If this situation taught me anything, it’s the importance of humanizing the care we as nurses provide at the bedside. I believe through researching care giving compassion, I plan to incorporate this into my practice and lean in more, rather than less and offer at least 40 seconds of compassion to my patients and see how these changes transform my future experiences.
Awdish, R.L.A & Berry, L.L. ( 2017, October 9). Making time to really listen to your patients. Harvard Business Review. Retrieved from https://hbr.org/2017/10/making-time-to-really-listen-to-your-patients
Lewis- Pierra, L.T., Amankwaa, L., Kovacich, J., & Hollis, L. (2014). Workplace readiness of new ICU nurses: a grounded theory study. Global Journal of Human- Social Science, 14(2). Retrieved from https://globaljournals.org/GJHSS_Volume14/7-Workplace-Readiness-ofNew-ICU-Nurses.pdf
Riess, H., Kelley, J. M., Bailey, R. W., Dunn, E. J., & Phillips, M. (2012). Empathy training for resident physicians: a randomized controlled trial of a neuroscience-informed curriculum.

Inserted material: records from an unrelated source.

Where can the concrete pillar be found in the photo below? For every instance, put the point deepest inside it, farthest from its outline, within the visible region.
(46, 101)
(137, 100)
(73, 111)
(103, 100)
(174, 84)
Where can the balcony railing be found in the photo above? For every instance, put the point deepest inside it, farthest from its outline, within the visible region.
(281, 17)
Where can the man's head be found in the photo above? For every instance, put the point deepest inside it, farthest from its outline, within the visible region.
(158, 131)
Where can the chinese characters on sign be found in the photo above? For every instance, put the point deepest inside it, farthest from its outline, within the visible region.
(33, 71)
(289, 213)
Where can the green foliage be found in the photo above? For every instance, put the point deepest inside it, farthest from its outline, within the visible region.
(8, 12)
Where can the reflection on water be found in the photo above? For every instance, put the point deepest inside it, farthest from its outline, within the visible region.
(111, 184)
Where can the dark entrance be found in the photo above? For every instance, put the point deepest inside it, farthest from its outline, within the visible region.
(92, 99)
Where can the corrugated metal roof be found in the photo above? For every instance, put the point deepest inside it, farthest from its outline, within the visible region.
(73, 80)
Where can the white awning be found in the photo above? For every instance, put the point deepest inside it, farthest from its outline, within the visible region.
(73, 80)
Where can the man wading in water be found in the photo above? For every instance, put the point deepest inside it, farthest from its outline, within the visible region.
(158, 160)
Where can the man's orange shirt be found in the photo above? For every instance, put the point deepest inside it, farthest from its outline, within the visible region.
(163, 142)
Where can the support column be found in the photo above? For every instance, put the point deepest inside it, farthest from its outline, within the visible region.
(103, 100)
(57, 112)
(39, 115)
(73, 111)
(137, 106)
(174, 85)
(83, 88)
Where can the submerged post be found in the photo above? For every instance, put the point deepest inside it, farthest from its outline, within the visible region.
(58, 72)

Journal ofgeneral internal medicine, 27(10), 1280–1286. doi:10.1007/s11606-012-2063-z
Ritchie, L.C. (2019, April 26). Does taking time for compassion make doctors better at their jobs?. Health News from NPR. Retrieved from https://www.npr.org/sections/healthshots/2019/04/26/717272708/does-taking-time for-compassion-make-doctors-better-at-their-jobs
Trzciak, S. & Mazzarelli, A. (2019). Compassionomics: the revolutionary scientific evidence that caring makes a difference. Pensacola, FL. Studer Group.